スポーツウエア会社、子どもたちにマスク無償提供へ

新商品のマスクを紹介するアイズ・カンパニーの園田会長(右)ら=17日、奄美市名瀬の県大島支庁

新商品のマスクを紹介するアイズ・カンパニーの園田会長(右)ら=17日、奄美市名瀬の県大島支庁

 スポーツウエアを手掛ける株式会社アイズ・カンパニー(園田明会長、本社・奄美市名瀬)は17日、自社工場で新たにマスクを製造し、奄美群島内の子どもたちに無償提供すると発表した。園田会長は同市名瀬の県大島支庁で会見を開き、「子どもたちが自社製品を使うことで、少しでも多くのマスクが医療現場に届くといい」と語った。

 

 同社は2007年の創業以来、「バイオレーラ」などのブランド名で多くのスポーツチームと契約し、製品の開発や提供でアスリートを支えている。千葉県と埼玉県に事務所があるほか、中国とタイに生産工場を持つ。

 

 今年2月以降、新型コロナウイルス感染拡大でスポーツウエアの需要が縮小したことに伴い、タイ工場で空きの出た生産ラインの一部をマスク製造に回した。24時間体制(従業員は8時間交代)で、1日当たり約4千枚を生産している。

 

 同日正午にはインターネットでの購入受け付けを開始。すでに契約チームのほか県内外の企業、学校などから注文や相談を受けている。収益の一部を活用し、奄美群島内の未就学児と小中学生へのマスクの無償提供も予定。ゴールデンウイーク明けをめどに備蓄を進めているという。

 

 園田会長は「コロナ対策で従業員のマスクを確保するための製品開発だったが、感染拡大に伴い本格化した」と経緯を説明。

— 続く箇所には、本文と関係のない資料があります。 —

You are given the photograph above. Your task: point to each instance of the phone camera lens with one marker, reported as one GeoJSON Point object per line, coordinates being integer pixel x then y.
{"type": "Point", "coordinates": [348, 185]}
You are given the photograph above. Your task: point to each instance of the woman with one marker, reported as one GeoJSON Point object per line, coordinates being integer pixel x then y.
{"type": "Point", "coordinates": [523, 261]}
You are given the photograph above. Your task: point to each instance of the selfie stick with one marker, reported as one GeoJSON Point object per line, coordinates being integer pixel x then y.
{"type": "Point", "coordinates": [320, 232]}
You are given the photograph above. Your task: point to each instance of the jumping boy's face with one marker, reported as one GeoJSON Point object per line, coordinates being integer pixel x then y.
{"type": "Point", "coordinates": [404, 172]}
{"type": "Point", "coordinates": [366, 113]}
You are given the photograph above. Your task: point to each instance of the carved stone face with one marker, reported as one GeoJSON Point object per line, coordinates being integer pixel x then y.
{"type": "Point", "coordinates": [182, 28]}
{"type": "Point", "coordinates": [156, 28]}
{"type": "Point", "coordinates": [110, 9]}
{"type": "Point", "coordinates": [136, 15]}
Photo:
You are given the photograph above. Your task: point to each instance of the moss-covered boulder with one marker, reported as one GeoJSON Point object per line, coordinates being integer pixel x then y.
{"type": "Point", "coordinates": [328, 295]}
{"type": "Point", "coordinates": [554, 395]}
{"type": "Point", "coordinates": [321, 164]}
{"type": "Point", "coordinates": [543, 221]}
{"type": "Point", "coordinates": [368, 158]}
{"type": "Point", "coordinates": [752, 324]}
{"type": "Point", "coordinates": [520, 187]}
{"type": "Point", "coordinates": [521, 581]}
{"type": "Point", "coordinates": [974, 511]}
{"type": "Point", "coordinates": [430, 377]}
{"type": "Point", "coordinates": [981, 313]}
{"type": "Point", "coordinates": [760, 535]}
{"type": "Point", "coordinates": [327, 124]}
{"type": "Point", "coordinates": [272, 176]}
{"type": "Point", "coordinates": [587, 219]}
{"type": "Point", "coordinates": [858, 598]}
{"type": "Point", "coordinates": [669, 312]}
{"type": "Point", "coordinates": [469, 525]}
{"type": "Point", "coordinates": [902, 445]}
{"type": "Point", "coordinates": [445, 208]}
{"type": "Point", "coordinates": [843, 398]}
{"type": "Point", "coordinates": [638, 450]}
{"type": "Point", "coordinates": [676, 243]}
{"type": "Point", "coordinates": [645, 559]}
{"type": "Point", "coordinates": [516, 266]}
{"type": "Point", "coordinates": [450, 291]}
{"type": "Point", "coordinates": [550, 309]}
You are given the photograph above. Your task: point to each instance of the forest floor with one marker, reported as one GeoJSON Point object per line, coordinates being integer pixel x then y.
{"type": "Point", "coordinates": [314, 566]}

「元気に走り回る子どもの元気な姿を取り戻し、奄美から全国に発信していきたい」と語った。

 

 商品名は「スポーツマスク」。素材はポリエステル94%で、無機系抗菌剤を使用。白、青、灰の3色でサイズは大人向けのL、Mとジュニア(小学生仕様)、キッズ(未就学仕様)の4種。少なくとも30回の手洗いが可能。1枚800円(税込み)で2枚セットと20枚セットで販売している。